PS – I’d love to know what Virgie Tovar thinks on this issue and how she deals with this. She teaches and she’s got a wild, wonderful wardrobe.
This is definitely a feminist issue, but a male colleague of mine (white, middle-aged) also recently decided to wear suits in the classroom instead of jeans because he found the difference in the way students responded to him to be remarkable. I think it’s particularly an issue when dealing with young adults (first-year college students, for example), some of whom are struggling with and challenging the boundaries of authority. Clothes are not everything, but I think they have an impact, and the impact for women is disproportionately large.
The clothes thing is advice I’ve received from graduate advisors about classroom management rather than a personal idea. It’s proven true, to be honest. I’d give several examples if I weren’t typing on a cell phone.
Oh I believe it 100%, it just sucks that it’s still very rooted in sexism. As you said before, it matters more for women than it does for men. Just because a thing is proven, doesn’t mean it’s not sexist or completely sucks. I do sort of love California for the personal freedom instructors tend to exhibit, though again, I’ve seen that more for men than women.

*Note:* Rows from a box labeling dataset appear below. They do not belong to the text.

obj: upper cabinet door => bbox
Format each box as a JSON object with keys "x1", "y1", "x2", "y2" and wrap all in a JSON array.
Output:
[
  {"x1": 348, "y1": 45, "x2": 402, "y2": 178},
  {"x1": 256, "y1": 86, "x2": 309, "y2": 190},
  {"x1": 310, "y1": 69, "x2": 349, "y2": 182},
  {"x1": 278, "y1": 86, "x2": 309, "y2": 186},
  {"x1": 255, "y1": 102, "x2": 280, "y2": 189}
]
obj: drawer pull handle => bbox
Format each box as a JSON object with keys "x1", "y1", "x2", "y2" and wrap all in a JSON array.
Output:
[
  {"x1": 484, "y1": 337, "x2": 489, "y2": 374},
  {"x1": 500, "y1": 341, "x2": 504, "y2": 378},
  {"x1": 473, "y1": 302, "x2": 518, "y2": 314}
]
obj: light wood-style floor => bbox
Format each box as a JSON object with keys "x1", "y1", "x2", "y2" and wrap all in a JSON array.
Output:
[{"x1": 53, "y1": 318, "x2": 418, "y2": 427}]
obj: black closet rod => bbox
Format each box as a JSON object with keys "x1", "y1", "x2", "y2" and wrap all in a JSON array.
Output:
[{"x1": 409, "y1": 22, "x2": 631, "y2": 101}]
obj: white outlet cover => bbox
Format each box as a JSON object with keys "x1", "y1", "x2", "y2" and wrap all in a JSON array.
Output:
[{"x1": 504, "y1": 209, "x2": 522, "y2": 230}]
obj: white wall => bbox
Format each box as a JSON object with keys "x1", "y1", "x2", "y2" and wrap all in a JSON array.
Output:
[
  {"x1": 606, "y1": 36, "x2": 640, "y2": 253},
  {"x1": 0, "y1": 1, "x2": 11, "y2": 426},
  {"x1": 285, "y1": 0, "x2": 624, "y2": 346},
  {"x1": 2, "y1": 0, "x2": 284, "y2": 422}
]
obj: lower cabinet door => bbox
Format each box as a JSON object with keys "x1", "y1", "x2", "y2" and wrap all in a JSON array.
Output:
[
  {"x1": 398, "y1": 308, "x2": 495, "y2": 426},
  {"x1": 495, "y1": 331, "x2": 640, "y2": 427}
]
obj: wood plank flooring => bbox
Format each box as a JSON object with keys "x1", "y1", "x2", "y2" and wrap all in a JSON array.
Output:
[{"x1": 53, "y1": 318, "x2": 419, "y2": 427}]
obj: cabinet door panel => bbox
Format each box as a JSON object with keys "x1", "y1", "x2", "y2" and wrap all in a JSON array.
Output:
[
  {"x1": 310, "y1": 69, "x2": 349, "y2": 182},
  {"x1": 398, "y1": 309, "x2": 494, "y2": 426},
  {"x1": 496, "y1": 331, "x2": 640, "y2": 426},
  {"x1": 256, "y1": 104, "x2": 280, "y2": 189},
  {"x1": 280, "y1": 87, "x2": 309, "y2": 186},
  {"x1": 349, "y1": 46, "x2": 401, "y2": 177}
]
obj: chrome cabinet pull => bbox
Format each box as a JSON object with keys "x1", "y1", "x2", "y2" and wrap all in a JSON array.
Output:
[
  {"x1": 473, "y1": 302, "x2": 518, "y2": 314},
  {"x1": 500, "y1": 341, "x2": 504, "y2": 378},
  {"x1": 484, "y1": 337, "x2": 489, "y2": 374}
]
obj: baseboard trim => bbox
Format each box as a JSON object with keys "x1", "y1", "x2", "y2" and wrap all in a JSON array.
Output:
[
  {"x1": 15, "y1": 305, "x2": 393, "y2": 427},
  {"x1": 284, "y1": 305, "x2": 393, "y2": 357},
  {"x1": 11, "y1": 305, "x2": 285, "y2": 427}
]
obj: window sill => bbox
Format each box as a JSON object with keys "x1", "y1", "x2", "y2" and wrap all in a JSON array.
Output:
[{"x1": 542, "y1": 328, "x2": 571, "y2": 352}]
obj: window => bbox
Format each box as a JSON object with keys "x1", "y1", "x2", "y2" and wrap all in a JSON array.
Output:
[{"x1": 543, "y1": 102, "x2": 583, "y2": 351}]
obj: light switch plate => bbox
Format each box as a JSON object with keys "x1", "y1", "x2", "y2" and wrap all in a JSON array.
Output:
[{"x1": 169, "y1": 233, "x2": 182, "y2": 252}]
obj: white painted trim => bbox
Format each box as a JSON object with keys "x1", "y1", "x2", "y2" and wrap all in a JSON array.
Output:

Oh wow – I’m not sure I’d survive in an environment where my clothing is so important! My strategy is usually to act so weird it distracts from clothing – haha. I also agree that men don’t get judged on clothing so much as women, and it’s a shame we have that double standard. I’m committed to not living by any double standards so I’d have to deal with my students thinking I’m kind of nutty simply based on what I’m wearing! I hope you’ll treat yourself well on that very tough day!! Best of luck!